Thursday, October 05, 2000

County liable to arena


Judge says property was wrongly taken

By Ken Alltucker
The Cincinnati Enquirer

        A Hamilton County judge ruled this week that the county must pay the owners of Firstar Center for seizing the downtown arena's property and ignoring leases spelling out parking, staging and access rights.

        The million-dollar question is how much.

        Hamilton County Common Pleas Judge Robert Ruehlman said Hamilton County took possession of property in violation of Firstar Center's rights when it started demolition in August to prepare for construction of the new Reds stadium. The judge said Hamilton County has 20 days to file a lawsuit that will determine how much it must pay.

        “It's nice to win one,” said Doug Kirchhofer, president of Cincinnati Entertainment Associates, the company that owns the arena. “Judge Ruehlman's decision kind of validates our position. The way the county has approached this has amounted to a taking of the property without proper procedure.”

        Mr. Kirchhofer's firm filed a lawsuit in July asking for a temporary order halting demolition work until the two sides hashed out an agreement.
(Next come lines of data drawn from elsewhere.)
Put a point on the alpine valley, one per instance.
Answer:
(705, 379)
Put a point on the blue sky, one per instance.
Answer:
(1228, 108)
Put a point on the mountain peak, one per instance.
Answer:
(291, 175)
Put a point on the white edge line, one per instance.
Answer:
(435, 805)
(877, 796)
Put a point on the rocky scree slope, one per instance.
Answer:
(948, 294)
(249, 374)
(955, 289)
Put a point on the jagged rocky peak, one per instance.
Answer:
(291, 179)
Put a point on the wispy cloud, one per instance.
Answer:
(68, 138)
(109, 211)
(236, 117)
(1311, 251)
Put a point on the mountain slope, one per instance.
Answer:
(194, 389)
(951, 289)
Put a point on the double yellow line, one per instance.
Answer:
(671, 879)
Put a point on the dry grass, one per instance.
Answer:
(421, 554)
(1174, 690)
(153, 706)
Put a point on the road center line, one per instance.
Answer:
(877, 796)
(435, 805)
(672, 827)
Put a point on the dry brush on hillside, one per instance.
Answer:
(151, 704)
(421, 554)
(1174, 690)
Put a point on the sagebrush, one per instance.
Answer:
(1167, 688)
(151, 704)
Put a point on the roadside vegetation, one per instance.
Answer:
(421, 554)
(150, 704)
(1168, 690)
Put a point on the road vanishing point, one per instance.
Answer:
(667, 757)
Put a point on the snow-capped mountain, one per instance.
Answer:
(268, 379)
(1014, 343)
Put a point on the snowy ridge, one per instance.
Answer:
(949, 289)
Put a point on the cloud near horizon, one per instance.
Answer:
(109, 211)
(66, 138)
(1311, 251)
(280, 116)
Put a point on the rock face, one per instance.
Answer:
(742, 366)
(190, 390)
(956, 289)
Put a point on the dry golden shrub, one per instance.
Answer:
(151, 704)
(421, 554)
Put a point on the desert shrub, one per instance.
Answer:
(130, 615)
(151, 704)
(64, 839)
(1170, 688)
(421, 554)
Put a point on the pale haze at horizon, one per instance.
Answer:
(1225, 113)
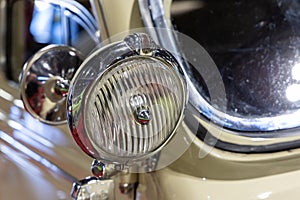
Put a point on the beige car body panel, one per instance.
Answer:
(44, 162)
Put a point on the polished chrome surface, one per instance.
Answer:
(93, 188)
(45, 82)
(33, 24)
(252, 128)
(114, 136)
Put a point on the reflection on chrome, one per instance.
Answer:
(250, 123)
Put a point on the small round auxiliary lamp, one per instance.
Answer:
(124, 102)
(45, 81)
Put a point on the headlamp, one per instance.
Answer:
(126, 101)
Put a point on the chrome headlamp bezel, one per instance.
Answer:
(135, 46)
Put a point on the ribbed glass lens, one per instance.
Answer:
(134, 107)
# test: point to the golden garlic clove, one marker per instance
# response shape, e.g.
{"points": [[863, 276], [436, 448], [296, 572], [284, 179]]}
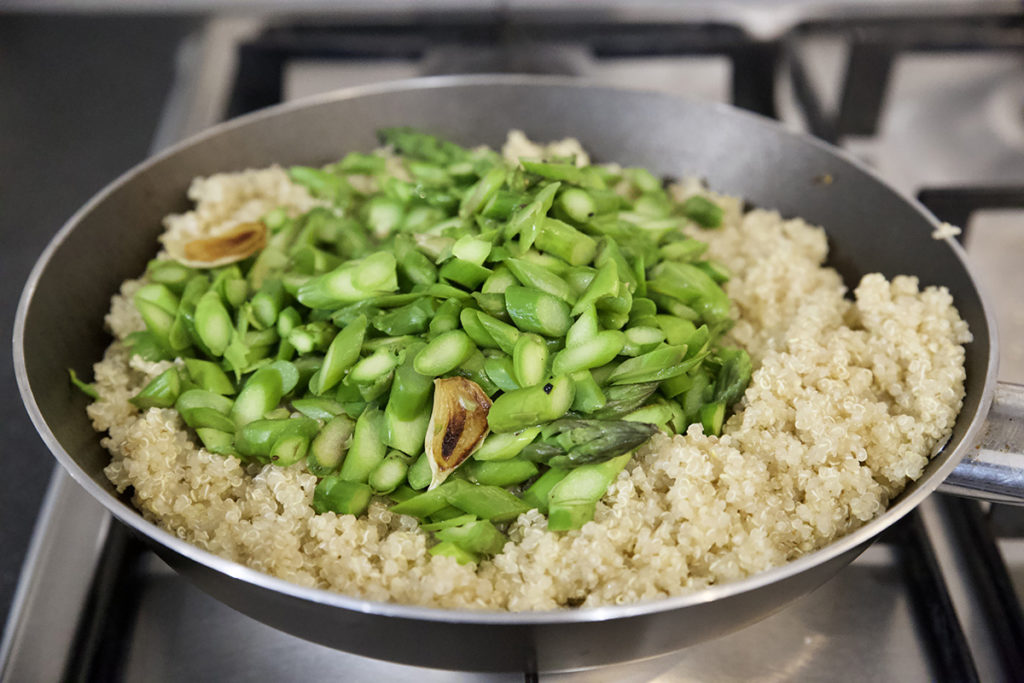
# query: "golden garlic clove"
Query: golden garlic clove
{"points": [[241, 242], [458, 425]]}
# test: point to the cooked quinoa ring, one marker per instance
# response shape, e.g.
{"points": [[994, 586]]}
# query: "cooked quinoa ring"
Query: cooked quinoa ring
{"points": [[848, 400]]}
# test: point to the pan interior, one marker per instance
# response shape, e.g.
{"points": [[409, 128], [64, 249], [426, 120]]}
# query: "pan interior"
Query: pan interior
{"points": [[870, 228]]}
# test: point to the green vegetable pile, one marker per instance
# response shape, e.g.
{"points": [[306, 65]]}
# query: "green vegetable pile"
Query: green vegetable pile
{"points": [[569, 295]]}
But Judge Ruehlman refused the order, effectively giving the county the green light to demolish part of the parking garage and other surrounding property to make way for the $330 million Great American Ball Park.

        After the county files the new lawsuit, a jury will decide how much Hamilton County must pay for the property rights.

        “We don't know what Firstar (Center) is going to claim as the value of the property,” said Carl Stich, Hamilton County's first assistant prosecutor. “We are basi cally back at square one in terms of determining a valuation.”

        Judge Ruehlman's written ruling, filed late Tuesday, rejected the county's argument that it didn't take property rights and complied with all contracts.

        The judge cited an existing parking lease, easements and other contracts that granted property rights to Firstar Center.

        Mr. Kirchhofer, who declined to estimate the value of the property rights, said the arena has had trouble with large crowds at two concerts since the county began demolition work.

        He expects more trouble at events that require staging room for performers to bring in large pieces of equipment.

        “We are going on an event-by-event basis,” Mr. Kirchhofer said. "The big unknown is coming in March with the circus. We don't know what we're going to do.”